Jill is already losing money by not charging for the rental of her home staging accessories. Anything you are using in the home should be included in your pricing. So you are already losing money by comping those items for your real estate agents.
Jill now needs to charge clients what she hadn’t been but should’ve been charging and she is afraid to make clients angry and lose their businesses.
Pricing Your Home Staging Inventory Rental
In general, you will want to look at how quickly you can get back your initial return on this investment to determine a percentage to charge. Generally, I see people fluctuate between 15% to 30%.
The full calculation can be complicated because you need to factor in your overhead and operating expenses into your job costs, not just purely what it costs to stage this one house. So right out of the gate, you are already losing money because you are only charging for the labor costs. The other major issue is depreciation. The moment you left the store with your new inventory, it immediately depreciates. You will never be able to sell it for the price you bought it for, and every year you own it, it depreciates even more.
Ultimately, this is a conversation best to have with your CPA and bookkeeper because they will be familiar with your finances and your business model. A depreciation schedule may be needed and your CPA and bookkeeper should be able to help you find a break-even number for your work to calculate your job costs appropriately.
When to Raise Prices
There are many ways to raise your price. I recommend doing it gradually, like 5-10% over a period of time. If the price is raised too quickly, clients will balk and often leave, because they are not seeing the value being added to justify the price increase in such a short time period.

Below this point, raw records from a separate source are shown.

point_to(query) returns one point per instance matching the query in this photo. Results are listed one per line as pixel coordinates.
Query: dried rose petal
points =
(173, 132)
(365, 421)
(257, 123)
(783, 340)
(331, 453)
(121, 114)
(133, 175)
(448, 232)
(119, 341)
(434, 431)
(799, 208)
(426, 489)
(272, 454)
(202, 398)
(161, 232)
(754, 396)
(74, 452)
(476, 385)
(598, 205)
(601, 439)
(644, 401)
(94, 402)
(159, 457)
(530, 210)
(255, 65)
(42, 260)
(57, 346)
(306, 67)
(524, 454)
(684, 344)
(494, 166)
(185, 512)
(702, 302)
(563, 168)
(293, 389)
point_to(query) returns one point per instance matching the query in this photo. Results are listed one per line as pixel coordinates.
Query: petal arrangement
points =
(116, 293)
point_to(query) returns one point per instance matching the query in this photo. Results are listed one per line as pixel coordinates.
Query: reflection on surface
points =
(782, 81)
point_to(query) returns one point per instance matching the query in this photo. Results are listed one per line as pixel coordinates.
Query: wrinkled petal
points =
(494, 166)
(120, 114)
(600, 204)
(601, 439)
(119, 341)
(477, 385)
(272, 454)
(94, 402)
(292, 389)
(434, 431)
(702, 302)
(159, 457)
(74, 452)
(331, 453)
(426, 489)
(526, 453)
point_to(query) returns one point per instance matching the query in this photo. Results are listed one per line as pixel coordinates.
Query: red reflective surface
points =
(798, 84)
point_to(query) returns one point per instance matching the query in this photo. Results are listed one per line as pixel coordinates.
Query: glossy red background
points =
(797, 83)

Now is always better than later.
When clients complain, you can explain that the cost of doing business has increased. While you may need to eat some costs in the short term, it is still better than not raising your prices at all.
Are You Working with Your Ideal Client?
The other issue here is if you are working with your ideal clients.

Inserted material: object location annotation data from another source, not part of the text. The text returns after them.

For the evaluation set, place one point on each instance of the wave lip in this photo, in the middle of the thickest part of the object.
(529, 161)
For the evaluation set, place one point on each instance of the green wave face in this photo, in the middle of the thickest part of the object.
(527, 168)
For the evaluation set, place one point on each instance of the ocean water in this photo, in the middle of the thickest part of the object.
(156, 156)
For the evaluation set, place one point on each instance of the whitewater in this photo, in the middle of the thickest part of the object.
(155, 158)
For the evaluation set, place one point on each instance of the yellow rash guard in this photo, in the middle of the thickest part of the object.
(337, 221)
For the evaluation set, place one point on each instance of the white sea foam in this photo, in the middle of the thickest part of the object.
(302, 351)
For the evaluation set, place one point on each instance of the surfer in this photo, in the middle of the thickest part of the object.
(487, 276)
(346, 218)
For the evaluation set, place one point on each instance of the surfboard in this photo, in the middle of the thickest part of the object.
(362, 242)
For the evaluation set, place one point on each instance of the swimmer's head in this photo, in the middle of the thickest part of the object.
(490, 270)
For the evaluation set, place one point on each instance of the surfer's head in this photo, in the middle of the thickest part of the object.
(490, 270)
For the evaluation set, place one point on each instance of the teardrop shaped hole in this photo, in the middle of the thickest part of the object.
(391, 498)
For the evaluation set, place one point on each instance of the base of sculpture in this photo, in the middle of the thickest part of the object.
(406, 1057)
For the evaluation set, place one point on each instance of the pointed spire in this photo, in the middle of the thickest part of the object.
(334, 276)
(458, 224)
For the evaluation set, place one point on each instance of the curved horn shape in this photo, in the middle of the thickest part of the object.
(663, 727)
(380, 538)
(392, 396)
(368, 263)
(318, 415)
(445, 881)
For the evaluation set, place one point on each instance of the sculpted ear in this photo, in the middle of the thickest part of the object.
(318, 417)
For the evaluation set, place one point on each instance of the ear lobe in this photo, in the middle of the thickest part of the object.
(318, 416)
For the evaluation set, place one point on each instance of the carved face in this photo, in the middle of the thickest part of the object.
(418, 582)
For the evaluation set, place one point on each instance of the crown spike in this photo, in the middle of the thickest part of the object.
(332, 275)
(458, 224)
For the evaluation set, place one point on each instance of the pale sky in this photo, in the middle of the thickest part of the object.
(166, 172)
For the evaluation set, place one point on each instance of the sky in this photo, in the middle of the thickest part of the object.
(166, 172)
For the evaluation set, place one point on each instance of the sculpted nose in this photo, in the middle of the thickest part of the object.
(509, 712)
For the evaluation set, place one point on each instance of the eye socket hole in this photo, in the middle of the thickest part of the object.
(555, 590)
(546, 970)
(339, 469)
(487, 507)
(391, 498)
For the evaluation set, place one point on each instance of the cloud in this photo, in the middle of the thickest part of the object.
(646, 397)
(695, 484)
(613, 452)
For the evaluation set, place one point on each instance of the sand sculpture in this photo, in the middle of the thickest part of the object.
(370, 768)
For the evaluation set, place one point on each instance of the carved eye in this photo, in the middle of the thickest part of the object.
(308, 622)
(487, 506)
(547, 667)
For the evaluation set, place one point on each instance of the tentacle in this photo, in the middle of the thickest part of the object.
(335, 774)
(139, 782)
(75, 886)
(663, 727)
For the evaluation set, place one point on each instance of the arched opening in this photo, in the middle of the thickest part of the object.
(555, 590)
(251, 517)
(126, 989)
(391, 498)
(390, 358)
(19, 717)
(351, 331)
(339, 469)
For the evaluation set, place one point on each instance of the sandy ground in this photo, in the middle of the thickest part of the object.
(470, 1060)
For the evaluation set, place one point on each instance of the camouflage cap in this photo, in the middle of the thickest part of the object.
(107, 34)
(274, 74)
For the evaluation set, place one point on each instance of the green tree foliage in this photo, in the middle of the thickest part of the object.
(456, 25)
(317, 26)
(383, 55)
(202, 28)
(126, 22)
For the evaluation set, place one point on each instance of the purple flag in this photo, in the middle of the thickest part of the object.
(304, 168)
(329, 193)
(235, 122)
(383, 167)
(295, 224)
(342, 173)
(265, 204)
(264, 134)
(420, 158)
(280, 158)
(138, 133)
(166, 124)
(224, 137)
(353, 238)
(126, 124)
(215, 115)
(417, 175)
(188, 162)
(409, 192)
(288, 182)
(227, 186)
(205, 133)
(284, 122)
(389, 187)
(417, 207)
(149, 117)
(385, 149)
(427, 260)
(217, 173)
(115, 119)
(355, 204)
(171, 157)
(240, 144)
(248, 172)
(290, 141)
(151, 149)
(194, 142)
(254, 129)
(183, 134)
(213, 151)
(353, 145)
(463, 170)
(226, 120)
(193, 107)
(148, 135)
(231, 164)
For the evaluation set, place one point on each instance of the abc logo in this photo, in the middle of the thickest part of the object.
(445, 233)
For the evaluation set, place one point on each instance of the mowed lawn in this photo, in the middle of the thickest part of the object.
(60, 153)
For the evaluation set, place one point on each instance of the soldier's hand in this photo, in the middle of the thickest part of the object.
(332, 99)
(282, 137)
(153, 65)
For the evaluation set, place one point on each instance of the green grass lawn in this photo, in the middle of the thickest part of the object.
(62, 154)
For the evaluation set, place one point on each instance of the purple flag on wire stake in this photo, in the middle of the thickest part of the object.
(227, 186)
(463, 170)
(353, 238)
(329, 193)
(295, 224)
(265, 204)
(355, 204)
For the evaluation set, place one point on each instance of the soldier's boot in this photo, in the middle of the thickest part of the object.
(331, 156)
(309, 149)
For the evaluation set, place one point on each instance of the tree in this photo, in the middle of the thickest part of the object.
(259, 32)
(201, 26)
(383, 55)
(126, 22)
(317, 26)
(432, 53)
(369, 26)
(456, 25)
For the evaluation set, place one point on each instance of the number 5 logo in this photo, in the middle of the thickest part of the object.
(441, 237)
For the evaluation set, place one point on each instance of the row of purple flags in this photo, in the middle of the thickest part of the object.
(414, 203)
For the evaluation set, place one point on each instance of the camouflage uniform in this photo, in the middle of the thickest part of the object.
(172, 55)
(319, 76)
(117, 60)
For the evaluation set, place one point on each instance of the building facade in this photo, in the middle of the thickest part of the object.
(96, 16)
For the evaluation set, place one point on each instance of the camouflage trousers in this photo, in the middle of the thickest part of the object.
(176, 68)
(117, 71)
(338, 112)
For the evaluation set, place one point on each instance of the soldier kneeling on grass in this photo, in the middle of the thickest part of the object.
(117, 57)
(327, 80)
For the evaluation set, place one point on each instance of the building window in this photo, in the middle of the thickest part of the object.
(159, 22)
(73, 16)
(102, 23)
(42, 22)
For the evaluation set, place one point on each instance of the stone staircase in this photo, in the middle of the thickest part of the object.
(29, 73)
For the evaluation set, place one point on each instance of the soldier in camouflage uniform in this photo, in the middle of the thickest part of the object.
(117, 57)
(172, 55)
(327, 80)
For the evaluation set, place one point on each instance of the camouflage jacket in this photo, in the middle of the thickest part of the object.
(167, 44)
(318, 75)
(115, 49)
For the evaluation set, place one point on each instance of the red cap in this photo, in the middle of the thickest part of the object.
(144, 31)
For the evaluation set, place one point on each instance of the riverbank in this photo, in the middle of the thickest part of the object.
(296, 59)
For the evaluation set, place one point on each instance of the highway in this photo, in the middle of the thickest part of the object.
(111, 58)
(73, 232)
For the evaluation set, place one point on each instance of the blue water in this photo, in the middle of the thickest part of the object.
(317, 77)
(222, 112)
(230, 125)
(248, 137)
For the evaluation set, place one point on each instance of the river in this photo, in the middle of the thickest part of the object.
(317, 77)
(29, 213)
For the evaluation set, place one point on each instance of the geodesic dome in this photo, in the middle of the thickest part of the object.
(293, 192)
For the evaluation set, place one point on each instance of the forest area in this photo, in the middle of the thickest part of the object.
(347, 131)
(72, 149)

If your clients will leave simply because you raised your price, they are not a great fit for you. Because if someone cheaper comes along, you will be replaced anyway.

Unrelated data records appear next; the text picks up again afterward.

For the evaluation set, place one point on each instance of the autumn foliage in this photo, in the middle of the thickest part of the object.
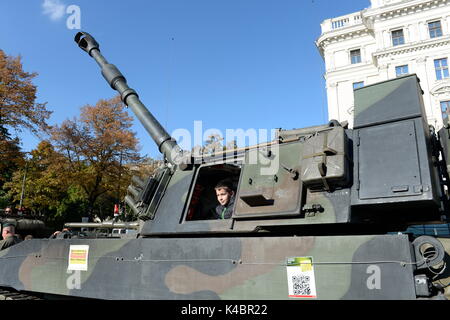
(81, 167)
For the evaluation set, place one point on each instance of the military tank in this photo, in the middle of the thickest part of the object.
(322, 213)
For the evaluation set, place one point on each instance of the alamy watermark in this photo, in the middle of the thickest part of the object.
(56, 10)
(200, 144)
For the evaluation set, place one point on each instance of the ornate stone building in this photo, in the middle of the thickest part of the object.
(389, 39)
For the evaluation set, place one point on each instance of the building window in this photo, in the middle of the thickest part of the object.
(397, 37)
(441, 68)
(355, 56)
(357, 85)
(435, 29)
(401, 70)
(445, 108)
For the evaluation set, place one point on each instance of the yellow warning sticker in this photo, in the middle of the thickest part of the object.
(78, 257)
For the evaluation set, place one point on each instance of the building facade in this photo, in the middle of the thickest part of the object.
(391, 38)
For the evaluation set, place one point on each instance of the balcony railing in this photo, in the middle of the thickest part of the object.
(341, 22)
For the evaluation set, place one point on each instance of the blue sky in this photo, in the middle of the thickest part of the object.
(228, 63)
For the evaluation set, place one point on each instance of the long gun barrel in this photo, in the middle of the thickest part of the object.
(166, 145)
(105, 225)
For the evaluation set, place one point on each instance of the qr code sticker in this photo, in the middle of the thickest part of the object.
(301, 285)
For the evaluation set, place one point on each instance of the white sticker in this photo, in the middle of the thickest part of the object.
(78, 257)
(301, 281)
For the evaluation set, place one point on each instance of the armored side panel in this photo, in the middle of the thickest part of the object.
(325, 159)
(342, 267)
(392, 150)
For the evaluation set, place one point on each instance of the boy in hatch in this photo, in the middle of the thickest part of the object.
(225, 197)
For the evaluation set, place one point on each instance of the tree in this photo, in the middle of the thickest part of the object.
(96, 147)
(18, 109)
(10, 160)
(47, 188)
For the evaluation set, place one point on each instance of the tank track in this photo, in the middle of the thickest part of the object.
(11, 294)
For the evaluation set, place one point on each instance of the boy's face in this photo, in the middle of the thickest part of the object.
(224, 195)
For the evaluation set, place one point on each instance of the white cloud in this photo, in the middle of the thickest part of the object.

In order for you to have longevity in the marketplace, you need to stop thinking about competing based on price. You have to compete base on the value you provide to your clients. This goes back to issue number one: what you are providing is not staging. In order for your clients to stay loyal to you, they have to see the value you bring to the table.
Simply by adding accessories to non-essential rooms in a vacant home does not add to the overall appeal of the home too much. And it’s easy to do enough that you can be easily replaced by someone cheaper.
If you want to add home staging as an additional stream of income as an interior designer, I recommend having a firm grasp of what home staging truly is and how you can incorporate it into your existing business model successfully.
Ultimately, clients are not just hiring someone who can place accessories into the home. They are hiring experiences and expertise. Those are what make you unique and valuable in their home selling process. Leverage that!